Bila dilihat awal perjalanannya, TNKS dibentuk dari 17 kelompok hutan yang merupakan bagian hutan lindung register tahun 1921-1926 (ditetapkan Belanda), cagar alam dan suaka margasatwa yang ditetapkan pada 1978-1981, ditambah kawasan hutan produksi.
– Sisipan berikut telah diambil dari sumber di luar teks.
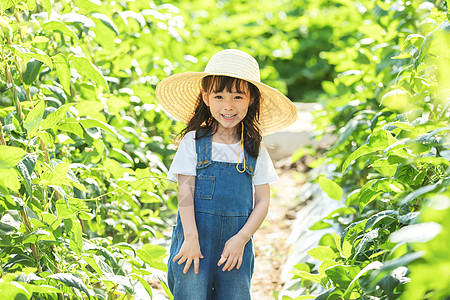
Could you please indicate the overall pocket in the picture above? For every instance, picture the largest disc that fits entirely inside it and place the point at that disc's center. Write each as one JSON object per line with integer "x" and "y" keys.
{"x": 205, "y": 187}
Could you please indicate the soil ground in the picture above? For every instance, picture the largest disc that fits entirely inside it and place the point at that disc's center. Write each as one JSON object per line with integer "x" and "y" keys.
{"x": 270, "y": 240}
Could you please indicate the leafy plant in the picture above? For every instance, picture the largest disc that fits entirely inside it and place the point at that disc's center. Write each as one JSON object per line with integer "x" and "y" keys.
{"x": 389, "y": 108}
{"x": 83, "y": 148}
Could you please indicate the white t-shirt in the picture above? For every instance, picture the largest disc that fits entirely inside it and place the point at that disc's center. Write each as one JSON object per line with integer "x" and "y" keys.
{"x": 185, "y": 160}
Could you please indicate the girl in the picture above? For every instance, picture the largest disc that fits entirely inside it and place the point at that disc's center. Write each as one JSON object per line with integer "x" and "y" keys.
{"x": 223, "y": 173}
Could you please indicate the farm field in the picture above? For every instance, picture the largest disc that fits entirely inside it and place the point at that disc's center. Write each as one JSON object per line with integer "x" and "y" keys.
{"x": 85, "y": 206}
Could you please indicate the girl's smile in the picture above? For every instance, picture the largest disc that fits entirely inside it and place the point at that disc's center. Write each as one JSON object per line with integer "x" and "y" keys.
{"x": 227, "y": 107}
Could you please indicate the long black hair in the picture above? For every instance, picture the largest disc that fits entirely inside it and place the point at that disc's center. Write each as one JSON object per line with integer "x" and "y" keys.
{"x": 202, "y": 118}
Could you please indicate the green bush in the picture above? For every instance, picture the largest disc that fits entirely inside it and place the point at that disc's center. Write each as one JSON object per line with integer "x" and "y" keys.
{"x": 389, "y": 107}
{"x": 84, "y": 146}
Usulan pembentukan TNKS dilakukan berdasar hasil penelitian Direktorat Jenderal Perlindungan dan Pelestarian Alam dan WWF yang disponsori FAO (Food and Agriculture Organization) pada 1977 – 1980.
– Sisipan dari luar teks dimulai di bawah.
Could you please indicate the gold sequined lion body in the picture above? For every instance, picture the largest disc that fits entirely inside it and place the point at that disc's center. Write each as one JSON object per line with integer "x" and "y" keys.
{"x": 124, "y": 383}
Peran vital TNKS yang tidak perlu diragukan adalah sebagai daerah tangkapan air untuk 23 sungai utama di empat provinsi tersebut. Ada Daerah Aliran Sungai (DAS) Batang Hari di Jambi, DAS Ketahun di Bengkulu, dan DAS Musi di Sumatera Selatan. Sementara, dari sisi keragaman hayati, ada 4 ribu spesies tumbuhan, 370 spesies burung, dan 85 spesies mamalia yang hidup nyaman di sini

Terkait berbagai permasalahan yang mendera saat ini, terutama rencana pembangunan 30 jalan yang membelah kawasan taman nasional ditambah ancaman pembalakan liar dan perambahan kawasan, ada sosok tangguh yang tetap semangat menjaga keutuhan TNKS. Figur pegiat lingkungan yang tanpa lelah menebarkan aura positifnya kepada masyarakat dan juga pemerintah daerah setempat untuk bersama melindungi TNKS dari segala marabahaya.

**

 

Macan dahan. Foto: Dok. Bidang Pengelolaan Taman Nasional Wilayah Sumatera Selatan – Bengkulu Balai Besar TNKS
Macan dahan. Foto: Dok. Bidang Pengelolaan Taman Nasional Wilayah Sumatera Selatan – Bengkulu Balai Besar TNKS

Nurkholis Sastro diam sejenak. Pertanyaan yang diajukan kepadanya tidak langsung dijawab. Alam pikirannya menerawang jauh. Terlihat dari mimik wajah dan pandangan matanya. Selang beberapa menit kemudian, dia baru mengeluarkan suara. “Ingin menjaga sumber kehidupan dan penghidupan masyarakat,” kata Sastro, biasa dipanggi, menjelaskan alasan utamanya turut “menjaga” Taman Nasional Kerinci Seblat (TNKS) selama dua dasawarsa ini.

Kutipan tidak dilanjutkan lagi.